Jakarta, Gatra.com – Mantan Menteri Keuangan (Menkeu), Bambang Brodjonegoro, angkat bicara soal keluhan mahalnya Uang Kuliah Tetap (UKT) yang lagi menyedot perhatian publik.
Bambang Brodjonegoro dalam konferensi pers usai menyampaikan orasi ulmiah dalam wisuda Universitas Pancasila (UP) Jakarta di JCC, Jakarta, Senin (21/5), menyampaikan, harus merunut persoalan dana pendidikan ini dari hulunya.

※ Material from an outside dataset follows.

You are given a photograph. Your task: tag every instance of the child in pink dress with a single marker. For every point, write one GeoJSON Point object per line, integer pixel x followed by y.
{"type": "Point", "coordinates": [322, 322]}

“Melihat bagaimana pengalokasikan dana pendidikan dari awal. Kita ingat dalam UUD ada komitmen 20% dari APBN setiap tahun harus dianggarkan untuk pendiddikan,” katanya.

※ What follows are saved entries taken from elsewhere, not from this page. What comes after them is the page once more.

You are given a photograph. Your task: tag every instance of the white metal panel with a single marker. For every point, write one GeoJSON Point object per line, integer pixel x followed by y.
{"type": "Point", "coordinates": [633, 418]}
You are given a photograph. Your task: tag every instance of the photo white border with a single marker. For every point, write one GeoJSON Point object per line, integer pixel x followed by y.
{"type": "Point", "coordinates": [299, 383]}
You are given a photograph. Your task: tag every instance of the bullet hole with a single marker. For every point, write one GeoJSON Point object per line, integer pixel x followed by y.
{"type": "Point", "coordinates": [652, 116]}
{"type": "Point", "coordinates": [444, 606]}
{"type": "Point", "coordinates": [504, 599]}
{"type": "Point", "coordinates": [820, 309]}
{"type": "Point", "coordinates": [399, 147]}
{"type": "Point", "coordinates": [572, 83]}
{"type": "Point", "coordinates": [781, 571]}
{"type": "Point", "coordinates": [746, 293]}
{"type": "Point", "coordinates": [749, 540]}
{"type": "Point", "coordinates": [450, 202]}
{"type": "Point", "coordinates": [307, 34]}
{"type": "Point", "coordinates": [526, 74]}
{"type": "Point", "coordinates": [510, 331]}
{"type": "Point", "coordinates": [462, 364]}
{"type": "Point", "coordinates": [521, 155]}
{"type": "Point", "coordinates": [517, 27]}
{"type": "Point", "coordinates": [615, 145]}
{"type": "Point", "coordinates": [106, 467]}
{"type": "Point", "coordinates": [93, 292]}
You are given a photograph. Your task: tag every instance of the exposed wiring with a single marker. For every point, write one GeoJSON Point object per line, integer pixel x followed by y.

Sebanyak 20% dari APBN tersebut, lanjut dia, mayoritasnya akan ditransfer ke daerah karena dalam sistem pendidikan di Indonesia ini menjadi tugas dari pemerintah, yakni memastikan wajib belajar (Wajar) selama 12 itu harus terlaksana.

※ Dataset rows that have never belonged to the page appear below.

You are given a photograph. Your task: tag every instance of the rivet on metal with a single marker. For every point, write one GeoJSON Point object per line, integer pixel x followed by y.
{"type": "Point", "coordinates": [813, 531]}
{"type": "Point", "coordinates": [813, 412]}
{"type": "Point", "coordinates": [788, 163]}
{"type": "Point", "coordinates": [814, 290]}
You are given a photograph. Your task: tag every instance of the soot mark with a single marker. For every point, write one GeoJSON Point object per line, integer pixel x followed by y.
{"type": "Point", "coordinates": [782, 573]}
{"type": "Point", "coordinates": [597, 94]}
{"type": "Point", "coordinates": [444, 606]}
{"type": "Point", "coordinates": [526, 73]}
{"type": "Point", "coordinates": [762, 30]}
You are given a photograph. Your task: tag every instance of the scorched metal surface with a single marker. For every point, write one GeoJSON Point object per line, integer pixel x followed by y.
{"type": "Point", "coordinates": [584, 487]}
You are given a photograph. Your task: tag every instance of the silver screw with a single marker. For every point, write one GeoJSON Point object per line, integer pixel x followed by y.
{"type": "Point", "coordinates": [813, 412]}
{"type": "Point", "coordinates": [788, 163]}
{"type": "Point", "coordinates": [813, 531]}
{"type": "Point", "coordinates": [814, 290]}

“Wajib belajar 12 tahun dari SD SMP, sampai SMA harus dipastikan bahwa semua orang bisa mengakses pendidikan sampai SMA,” katanya.
Menurutnya, pendidikan selama 12 tahun tersebut adalah harus dilakukan sebagaimana banyak negara menerapkannya karena tugas negara adalah menyiapkan dan melatih warganya agar siap memasuki dunia kerja.
“Nanti ada argumen kalau sampai SMA tidak cukup, betul. Tapi tetap saja ada lowongan pekerjaan untuk lulusan SMA, minimal. Tentunya satu negara ingin agar semua SDM-nya berkualitas tinggi sehingga dilakukalah pendidikan tinggi,” katanya.
Menurut Bambang Brodjonegoro, prinsip utama pendidikan tinggi adalah siapapun yang yang lolos seleksi masuk terutama PTN atau PTS terkemuka, tidak boleh gagal untuk kuliah karena masalah dana.
“Itu prinsip yang selalu saya terapkan waktu saya jadi pimpinan univesitas. Itu diterapkan sampai sekarang. Jadi prinsip universitas itu, siapa yang lulus dalam seleksi masuk itu harus bisa dipastikan berkuliah,” katanya.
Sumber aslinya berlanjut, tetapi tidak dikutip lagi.